拍手 067 百六十四話 「モグドント」の辺り

 なんとも素朴な「街」もあったものだ。

 ――いや、待てよ?

 前世のテレビで見た、戦国時代の街もこんな感じではなかったか。いや、あれは城だったかもしれない。

 通りを行く人々を見てると、割と露出が多めだ。地域的に雨が多く高温多湿、冬でも平均気温が高めだという。この辺りの情報はティーサからもらった。

 六千年前と比べると、気候変動はあるだろうけれど、そこまで大きなものではないようだ。化石燃料で二酸化炭素を出しまくった地球世界とは違うのだろう。

 とはいえ、やはり何の変化もなかった訳ではないらしい。

『あら、あの大岩がなくなったのね』

『姉様、岩なんてあったの?』

『ええ、あの山の裾に。山も形が変わってしまって……』

『そうなのねー』

『五番都市の方はどうなの?』

『うーん、元々五番都市は人の少ない場所に作られたからってのもあるけれど、そこまで劇的な変化はないかなあ』

『……調べていないから、という事はないわね?』

『ぎく!』

『主様の為にも、きちんと現在の都市周辺を調べておきなさい』

『はーい』

 支援型の力関係はわかりやすい。ただ、そういったやり取りは、人の脳内でやらないで欲しいのだが。

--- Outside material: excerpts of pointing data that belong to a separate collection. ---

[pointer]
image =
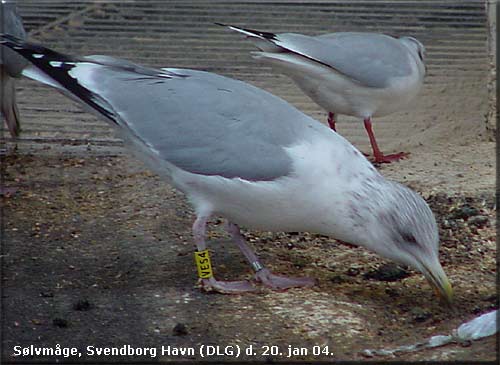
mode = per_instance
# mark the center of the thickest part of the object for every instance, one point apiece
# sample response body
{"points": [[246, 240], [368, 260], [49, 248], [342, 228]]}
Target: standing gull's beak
{"points": [[434, 273]]}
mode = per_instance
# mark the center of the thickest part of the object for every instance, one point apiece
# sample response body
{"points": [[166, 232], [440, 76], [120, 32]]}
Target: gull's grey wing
{"points": [[205, 123], [368, 58], [198, 121], [11, 23]]}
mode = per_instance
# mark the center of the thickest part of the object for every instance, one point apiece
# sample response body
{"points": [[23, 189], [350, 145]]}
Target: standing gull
{"points": [[11, 66], [239, 152], [360, 74]]}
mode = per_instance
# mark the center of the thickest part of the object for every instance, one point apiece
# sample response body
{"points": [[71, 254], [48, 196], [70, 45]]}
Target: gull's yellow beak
{"points": [[437, 278]]}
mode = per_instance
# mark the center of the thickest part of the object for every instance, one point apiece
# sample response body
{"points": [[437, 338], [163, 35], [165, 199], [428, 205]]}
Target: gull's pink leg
{"points": [[379, 156], [331, 121], [227, 287], [261, 273]]}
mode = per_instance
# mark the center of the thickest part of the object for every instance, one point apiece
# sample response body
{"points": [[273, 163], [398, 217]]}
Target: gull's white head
{"points": [[402, 227]]}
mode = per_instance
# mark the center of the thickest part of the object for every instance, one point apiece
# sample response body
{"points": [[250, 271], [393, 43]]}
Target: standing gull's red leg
{"points": [[331, 121], [379, 156]]}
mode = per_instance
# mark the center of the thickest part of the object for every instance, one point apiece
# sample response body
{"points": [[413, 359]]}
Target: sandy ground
{"points": [[97, 251]]}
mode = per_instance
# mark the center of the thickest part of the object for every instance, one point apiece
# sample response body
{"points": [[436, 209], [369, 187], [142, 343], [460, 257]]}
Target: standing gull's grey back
{"points": [[11, 65]]}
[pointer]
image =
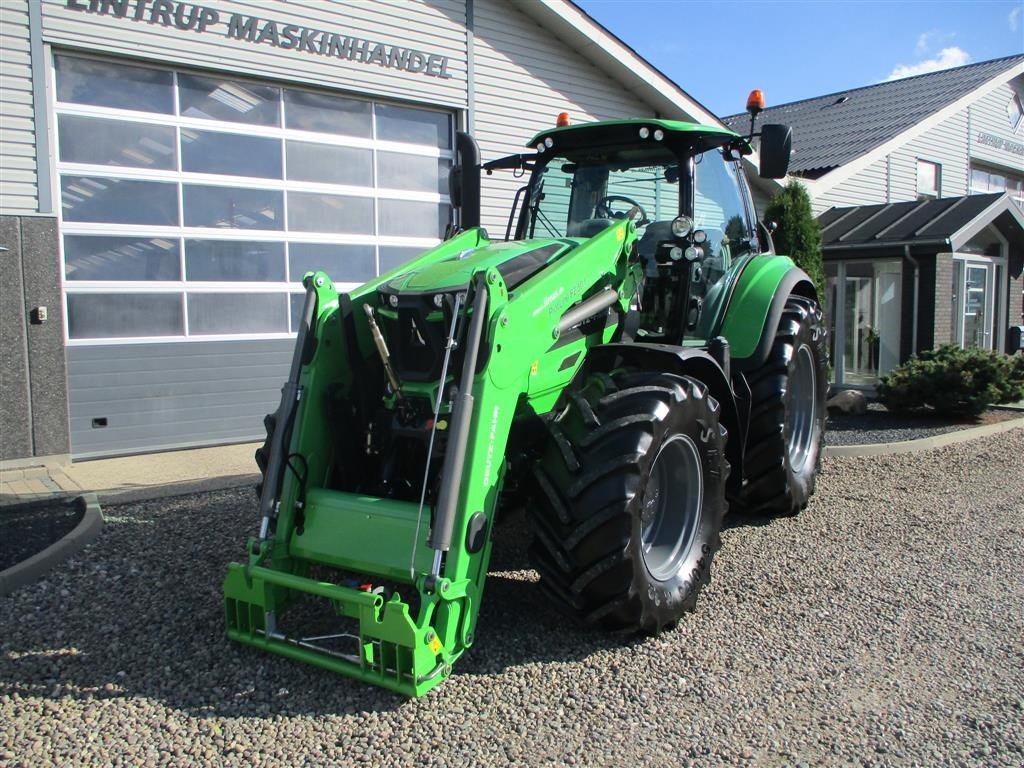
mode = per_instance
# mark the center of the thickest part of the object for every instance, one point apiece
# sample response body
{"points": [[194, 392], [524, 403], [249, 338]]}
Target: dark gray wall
{"points": [[34, 374], [129, 398]]}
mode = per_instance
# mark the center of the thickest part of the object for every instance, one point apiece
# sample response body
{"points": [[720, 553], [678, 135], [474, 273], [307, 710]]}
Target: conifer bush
{"points": [[798, 235], [953, 381]]}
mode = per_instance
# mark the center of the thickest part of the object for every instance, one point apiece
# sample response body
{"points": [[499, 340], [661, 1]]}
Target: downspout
{"points": [[916, 293]]}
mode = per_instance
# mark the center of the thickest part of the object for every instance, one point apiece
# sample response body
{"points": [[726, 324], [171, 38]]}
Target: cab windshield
{"points": [[580, 197]]}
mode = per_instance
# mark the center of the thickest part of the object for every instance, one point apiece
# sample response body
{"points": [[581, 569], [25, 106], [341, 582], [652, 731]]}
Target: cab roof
{"points": [[695, 136]]}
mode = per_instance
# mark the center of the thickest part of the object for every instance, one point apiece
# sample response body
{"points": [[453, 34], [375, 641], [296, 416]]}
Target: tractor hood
{"points": [[516, 261]]}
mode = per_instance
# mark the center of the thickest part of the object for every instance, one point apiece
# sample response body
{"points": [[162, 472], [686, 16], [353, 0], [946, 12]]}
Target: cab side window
{"points": [[719, 210]]}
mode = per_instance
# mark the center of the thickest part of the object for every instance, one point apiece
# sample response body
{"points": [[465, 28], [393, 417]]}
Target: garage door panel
{"points": [[166, 400]]}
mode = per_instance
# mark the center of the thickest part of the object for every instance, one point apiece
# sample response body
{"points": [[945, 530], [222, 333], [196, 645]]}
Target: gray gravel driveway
{"points": [[884, 626]]}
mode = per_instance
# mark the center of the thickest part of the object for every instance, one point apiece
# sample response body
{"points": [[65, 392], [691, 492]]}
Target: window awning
{"points": [[935, 225]]}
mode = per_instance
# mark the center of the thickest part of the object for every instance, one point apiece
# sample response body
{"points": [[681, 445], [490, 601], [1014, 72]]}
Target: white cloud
{"points": [[932, 40], [947, 58]]}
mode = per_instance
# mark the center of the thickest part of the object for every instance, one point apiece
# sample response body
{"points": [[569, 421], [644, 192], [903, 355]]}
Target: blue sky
{"points": [[718, 50]]}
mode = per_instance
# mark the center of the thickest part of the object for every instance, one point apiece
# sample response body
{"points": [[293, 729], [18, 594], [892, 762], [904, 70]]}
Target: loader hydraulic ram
{"points": [[630, 356]]}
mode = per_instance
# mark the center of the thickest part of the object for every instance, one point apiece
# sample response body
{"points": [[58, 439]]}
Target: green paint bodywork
{"points": [[381, 539], [756, 286], [669, 126], [409, 641]]}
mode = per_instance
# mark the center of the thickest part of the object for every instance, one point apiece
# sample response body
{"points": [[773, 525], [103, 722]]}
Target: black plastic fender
{"points": [[797, 282]]}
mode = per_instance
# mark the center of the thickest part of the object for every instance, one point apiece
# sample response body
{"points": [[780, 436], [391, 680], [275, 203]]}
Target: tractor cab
{"points": [[680, 184]]}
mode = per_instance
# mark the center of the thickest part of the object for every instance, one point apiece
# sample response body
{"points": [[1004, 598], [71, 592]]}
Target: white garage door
{"points": [[190, 207]]}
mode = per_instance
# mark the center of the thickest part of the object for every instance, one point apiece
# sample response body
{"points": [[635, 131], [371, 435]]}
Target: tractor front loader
{"points": [[626, 359]]}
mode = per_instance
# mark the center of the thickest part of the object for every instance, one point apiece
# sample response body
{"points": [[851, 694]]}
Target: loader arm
{"points": [[409, 592]]}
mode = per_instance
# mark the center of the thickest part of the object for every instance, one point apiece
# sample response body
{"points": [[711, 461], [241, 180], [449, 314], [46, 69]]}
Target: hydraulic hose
{"points": [[290, 395], [455, 457]]}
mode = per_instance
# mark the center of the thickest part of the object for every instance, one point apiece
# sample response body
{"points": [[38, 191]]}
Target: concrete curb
{"points": [[85, 532], [925, 443], [152, 493]]}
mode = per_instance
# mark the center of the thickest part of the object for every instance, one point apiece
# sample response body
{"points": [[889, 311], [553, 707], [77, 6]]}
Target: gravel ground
{"points": [[879, 425], [883, 626]]}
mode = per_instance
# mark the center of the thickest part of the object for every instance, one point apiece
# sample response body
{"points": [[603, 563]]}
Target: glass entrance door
{"points": [[870, 297]]}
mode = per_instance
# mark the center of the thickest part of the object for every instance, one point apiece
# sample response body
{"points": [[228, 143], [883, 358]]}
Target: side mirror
{"points": [[776, 145], [464, 181]]}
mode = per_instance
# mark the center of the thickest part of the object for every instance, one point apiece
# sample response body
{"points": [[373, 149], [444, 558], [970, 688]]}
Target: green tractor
{"points": [[627, 363]]}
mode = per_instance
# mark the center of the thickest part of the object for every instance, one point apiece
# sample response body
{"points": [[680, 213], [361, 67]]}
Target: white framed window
{"points": [[1015, 112], [864, 308], [985, 180], [192, 204], [929, 180]]}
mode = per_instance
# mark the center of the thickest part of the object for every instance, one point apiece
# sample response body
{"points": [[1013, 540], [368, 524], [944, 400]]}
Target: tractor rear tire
{"points": [[787, 414], [630, 500]]}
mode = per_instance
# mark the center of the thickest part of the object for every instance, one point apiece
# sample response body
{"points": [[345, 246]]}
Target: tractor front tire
{"points": [[631, 495], [787, 414]]}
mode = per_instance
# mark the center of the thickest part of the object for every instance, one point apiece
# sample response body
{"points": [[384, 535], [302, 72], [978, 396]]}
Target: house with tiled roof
{"points": [[919, 185]]}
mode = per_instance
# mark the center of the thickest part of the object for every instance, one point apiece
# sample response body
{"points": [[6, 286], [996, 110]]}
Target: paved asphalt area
{"points": [[883, 626]]}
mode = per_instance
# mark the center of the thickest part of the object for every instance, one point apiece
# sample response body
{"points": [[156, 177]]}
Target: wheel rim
{"points": [[801, 414], [672, 504]]}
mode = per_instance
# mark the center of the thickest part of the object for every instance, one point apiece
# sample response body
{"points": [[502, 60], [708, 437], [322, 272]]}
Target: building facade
{"points": [[169, 170], [919, 185]]}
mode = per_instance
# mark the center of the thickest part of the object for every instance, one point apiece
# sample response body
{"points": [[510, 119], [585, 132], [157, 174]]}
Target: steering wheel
{"points": [[603, 210]]}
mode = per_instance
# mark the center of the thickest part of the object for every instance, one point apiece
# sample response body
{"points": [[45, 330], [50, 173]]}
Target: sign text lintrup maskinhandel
{"points": [[203, 18]]}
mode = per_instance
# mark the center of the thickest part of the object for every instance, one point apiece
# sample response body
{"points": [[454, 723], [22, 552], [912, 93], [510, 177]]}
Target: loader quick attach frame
{"points": [[434, 557]]}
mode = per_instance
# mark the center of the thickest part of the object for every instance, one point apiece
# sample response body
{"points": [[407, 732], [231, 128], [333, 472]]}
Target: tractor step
{"points": [[364, 535]]}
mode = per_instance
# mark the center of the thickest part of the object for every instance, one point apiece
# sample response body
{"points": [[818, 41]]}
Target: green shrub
{"points": [[798, 236], [954, 381]]}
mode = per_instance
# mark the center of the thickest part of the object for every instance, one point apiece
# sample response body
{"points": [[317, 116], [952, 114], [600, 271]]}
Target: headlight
{"points": [[682, 225]]}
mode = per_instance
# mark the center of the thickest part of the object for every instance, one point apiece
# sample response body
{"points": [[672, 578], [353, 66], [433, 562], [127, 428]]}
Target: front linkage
{"points": [[410, 574]]}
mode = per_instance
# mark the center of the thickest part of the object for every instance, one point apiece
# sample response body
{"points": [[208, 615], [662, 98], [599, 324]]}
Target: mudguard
{"points": [[756, 306]]}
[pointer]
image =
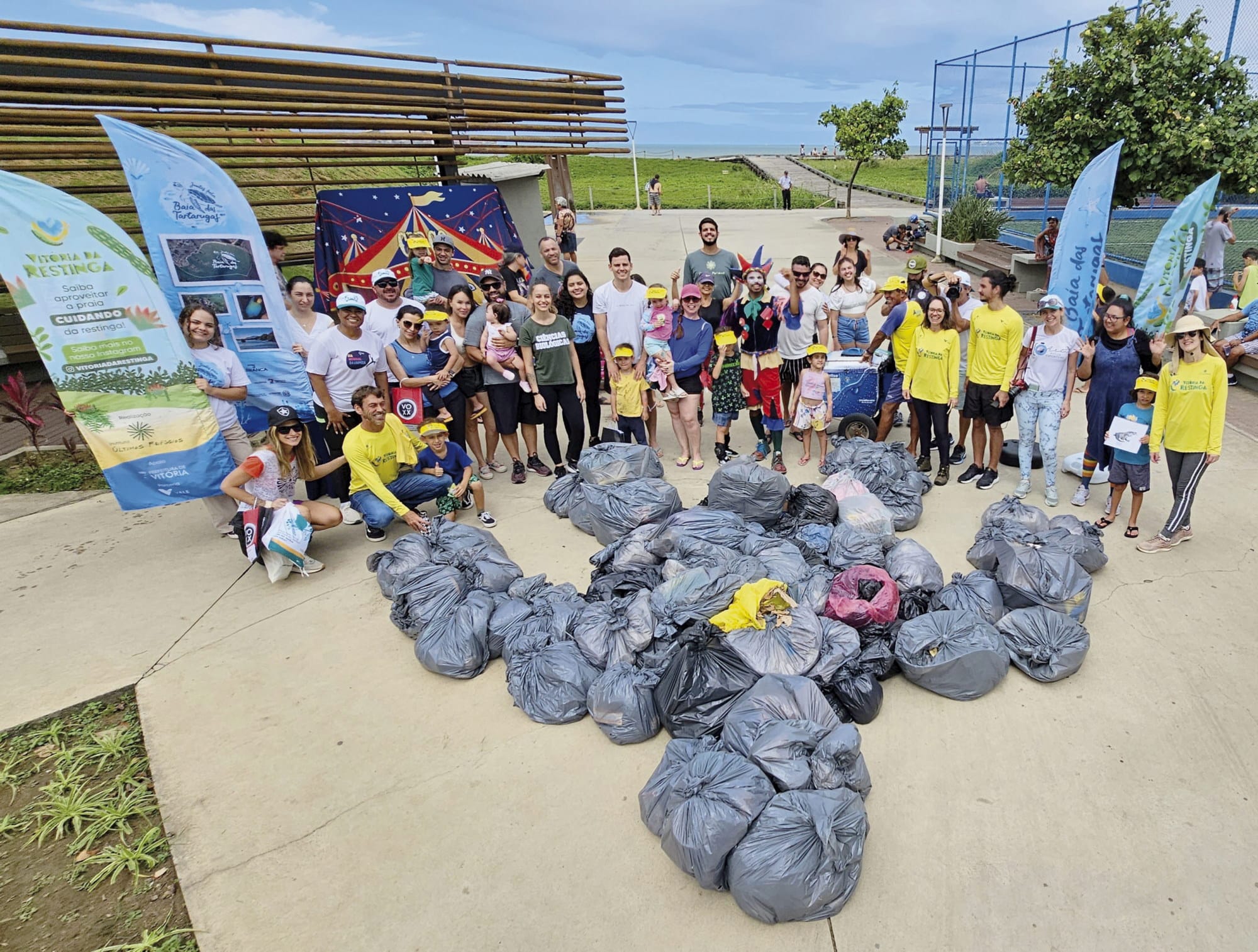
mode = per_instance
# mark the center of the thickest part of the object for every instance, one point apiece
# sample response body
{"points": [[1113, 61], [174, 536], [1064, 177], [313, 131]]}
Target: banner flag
{"points": [[208, 250], [1171, 260], [111, 346], [1081, 241]]}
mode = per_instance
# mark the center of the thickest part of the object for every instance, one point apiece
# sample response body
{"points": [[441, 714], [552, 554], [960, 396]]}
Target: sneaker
{"points": [[972, 473]]}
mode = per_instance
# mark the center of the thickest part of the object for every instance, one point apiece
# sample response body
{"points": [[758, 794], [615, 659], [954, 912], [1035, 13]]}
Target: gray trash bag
{"points": [[654, 798], [801, 861], [611, 632], [549, 680], [1013, 510], [428, 595], [559, 495], [1044, 575], [977, 592], [776, 697], [852, 546], [459, 646], [1045, 645], [709, 809], [613, 463], [754, 492], [788, 645], [622, 704], [958, 655], [837, 763]]}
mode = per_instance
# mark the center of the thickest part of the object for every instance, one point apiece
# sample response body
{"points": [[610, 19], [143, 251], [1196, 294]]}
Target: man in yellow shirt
{"points": [[377, 451], [996, 348]]}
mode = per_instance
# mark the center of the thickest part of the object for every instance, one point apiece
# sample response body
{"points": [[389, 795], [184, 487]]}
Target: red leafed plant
{"points": [[22, 406]]}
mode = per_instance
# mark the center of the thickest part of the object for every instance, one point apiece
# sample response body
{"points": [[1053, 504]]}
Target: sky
{"points": [[695, 74]]}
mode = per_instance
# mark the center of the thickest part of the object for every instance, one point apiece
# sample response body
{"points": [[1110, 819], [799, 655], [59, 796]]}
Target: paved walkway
{"points": [[325, 793]]}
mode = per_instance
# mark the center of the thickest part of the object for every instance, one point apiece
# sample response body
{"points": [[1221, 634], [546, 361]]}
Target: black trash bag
{"points": [[622, 704], [851, 548], [611, 632], [654, 798], [709, 809], [549, 680], [701, 681], [774, 697], [1044, 575], [1011, 509], [615, 463], [801, 861], [958, 655], [1045, 645], [457, 646], [754, 492]]}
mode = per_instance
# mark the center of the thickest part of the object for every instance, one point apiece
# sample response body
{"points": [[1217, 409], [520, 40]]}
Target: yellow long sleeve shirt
{"points": [[996, 346], [376, 458], [934, 365], [1191, 407]]}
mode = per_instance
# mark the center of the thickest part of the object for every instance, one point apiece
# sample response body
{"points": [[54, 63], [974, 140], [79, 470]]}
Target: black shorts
{"points": [[979, 406]]}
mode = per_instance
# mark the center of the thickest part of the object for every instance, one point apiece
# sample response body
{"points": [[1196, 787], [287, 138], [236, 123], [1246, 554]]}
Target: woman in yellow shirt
{"points": [[1188, 422], [932, 382]]}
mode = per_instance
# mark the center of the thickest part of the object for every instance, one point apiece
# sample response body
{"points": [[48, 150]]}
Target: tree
{"points": [[866, 131], [1184, 111]]}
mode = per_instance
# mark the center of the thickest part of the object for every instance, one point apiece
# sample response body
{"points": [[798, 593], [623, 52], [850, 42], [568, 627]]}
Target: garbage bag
{"points": [[1013, 510], [958, 655], [776, 697], [754, 492], [654, 798], [549, 680], [1044, 575], [622, 702], [615, 463], [457, 646], [862, 595], [700, 682], [709, 809], [611, 632], [977, 592], [1045, 645], [802, 857]]}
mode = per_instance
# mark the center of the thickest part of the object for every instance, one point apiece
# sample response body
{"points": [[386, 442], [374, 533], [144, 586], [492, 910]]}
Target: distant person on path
{"points": [[1218, 233], [713, 260]]}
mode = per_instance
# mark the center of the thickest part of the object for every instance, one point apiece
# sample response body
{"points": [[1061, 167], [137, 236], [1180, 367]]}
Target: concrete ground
{"points": [[324, 792]]}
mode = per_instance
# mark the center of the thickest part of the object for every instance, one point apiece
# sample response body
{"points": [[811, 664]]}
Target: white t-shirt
{"points": [[793, 345], [625, 310], [221, 369], [347, 365], [1046, 368]]}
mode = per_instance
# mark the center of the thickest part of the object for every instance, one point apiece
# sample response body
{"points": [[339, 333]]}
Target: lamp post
{"points": [[939, 222]]}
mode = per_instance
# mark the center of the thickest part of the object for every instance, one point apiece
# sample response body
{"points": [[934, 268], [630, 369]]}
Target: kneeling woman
{"points": [[269, 477]]}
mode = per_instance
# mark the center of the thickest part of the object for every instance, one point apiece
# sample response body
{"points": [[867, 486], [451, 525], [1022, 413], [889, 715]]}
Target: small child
{"points": [[657, 325], [499, 344], [445, 458], [812, 408], [627, 390], [1130, 467], [729, 396]]}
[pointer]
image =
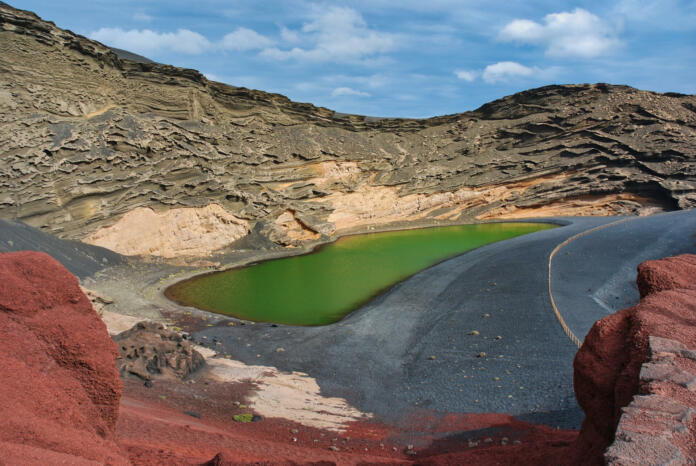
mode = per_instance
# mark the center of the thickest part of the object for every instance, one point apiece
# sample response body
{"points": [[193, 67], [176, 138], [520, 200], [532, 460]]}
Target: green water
{"points": [[322, 287]]}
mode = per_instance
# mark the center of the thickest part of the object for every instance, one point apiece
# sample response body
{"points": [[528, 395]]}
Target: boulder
{"points": [[150, 350], [617, 350]]}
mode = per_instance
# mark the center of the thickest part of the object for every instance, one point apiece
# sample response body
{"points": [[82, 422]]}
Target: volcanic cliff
{"points": [[105, 150]]}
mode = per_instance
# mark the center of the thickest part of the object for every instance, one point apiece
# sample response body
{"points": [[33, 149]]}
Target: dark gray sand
{"points": [[412, 347], [80, 259]]}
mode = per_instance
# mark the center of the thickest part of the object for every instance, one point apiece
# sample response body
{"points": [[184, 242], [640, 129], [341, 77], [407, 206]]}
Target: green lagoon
{"points": [[324, 286]]}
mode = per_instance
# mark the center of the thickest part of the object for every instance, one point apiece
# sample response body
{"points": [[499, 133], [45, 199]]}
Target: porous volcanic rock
{"points": [[88, 137], [624, 360], [150, 350], [60, 390]]}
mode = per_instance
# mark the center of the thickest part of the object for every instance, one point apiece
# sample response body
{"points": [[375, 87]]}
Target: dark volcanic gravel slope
{"points": [[80, 259], [379, 357]]}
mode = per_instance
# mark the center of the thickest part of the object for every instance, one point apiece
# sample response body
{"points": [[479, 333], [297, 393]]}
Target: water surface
{"points": [[322, 287]]}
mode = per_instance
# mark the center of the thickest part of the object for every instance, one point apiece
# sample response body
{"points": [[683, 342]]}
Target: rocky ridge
{"points": [[89, 138]]}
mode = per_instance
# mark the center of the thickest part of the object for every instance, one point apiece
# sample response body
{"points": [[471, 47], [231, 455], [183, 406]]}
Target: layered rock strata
{"points": [[90, 140], [635, 375]]}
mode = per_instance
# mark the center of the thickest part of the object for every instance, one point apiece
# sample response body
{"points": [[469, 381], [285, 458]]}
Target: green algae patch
{"points": [[324, 286]]}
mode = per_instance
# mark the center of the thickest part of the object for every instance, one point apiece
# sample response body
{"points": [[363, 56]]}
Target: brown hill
{"points": [[144, 158]]}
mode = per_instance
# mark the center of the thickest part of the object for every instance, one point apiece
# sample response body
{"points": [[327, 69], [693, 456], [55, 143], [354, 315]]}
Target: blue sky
{"points": [[418, 59]]}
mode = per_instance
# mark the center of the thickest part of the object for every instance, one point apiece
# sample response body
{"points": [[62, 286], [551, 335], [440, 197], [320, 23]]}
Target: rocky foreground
{"points": [[62, 400], [144, 158]]}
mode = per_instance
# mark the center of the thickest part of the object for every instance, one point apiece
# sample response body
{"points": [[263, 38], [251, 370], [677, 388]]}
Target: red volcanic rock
{"points": [[667, 274], [60, 391], [610, 361]]}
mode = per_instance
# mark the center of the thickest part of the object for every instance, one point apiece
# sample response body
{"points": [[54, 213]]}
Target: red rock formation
{"points": [[608, 366], [60, 390]]}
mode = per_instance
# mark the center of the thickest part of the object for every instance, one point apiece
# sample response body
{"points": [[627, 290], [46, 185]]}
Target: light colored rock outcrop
{"points": [[88, 138], [176, 232]]}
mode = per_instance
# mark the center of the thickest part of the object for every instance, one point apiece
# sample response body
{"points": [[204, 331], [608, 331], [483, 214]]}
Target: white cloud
{"points": [[340, 91], [568, 34], [245, 39], [504, 70], [468, 76], [146, 41], [672, 15], [140, 16], [338, 35], [289, 36]]}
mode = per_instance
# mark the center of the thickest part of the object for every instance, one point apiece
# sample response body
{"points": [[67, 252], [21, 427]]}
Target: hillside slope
{"points": [[142, 158]]}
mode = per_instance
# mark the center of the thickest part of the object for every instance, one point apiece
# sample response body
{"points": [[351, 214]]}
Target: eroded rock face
{"points": [[89, 138], [175, 232], [60, 390], [632, 372], [149, 350]]}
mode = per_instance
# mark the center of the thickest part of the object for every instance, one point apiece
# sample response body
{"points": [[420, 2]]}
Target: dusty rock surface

 街中にいる時は、同化しておいた方がいいというティーサの提案からこうなったけれど、いっその事服の下にもで隠しておいた方が良かったか。

 それと、パスティカが帝国周辺を調べるのには反対だ。大雑把な彼女の事、何かやらかす可能性の方が高い。

 帝国に関してはティザーベルが住んでいる場所だから、詳細な情報は必要ない。入り用な時は、ギルドでも何でも調べる手があるのだから。

『ちょっと、大雑把って何よ大雑把って!』

『確かにこの妹は抜けているところがありますけれど、調査は大事ですよ、主様』

『姉様酷い!』

『本当の事を言ったまでです』

 だから、脳内で言い合うなと言うのに。ティザーベルは支援型達の言い合いにうんざりしつつ、狭い街中を歩いた。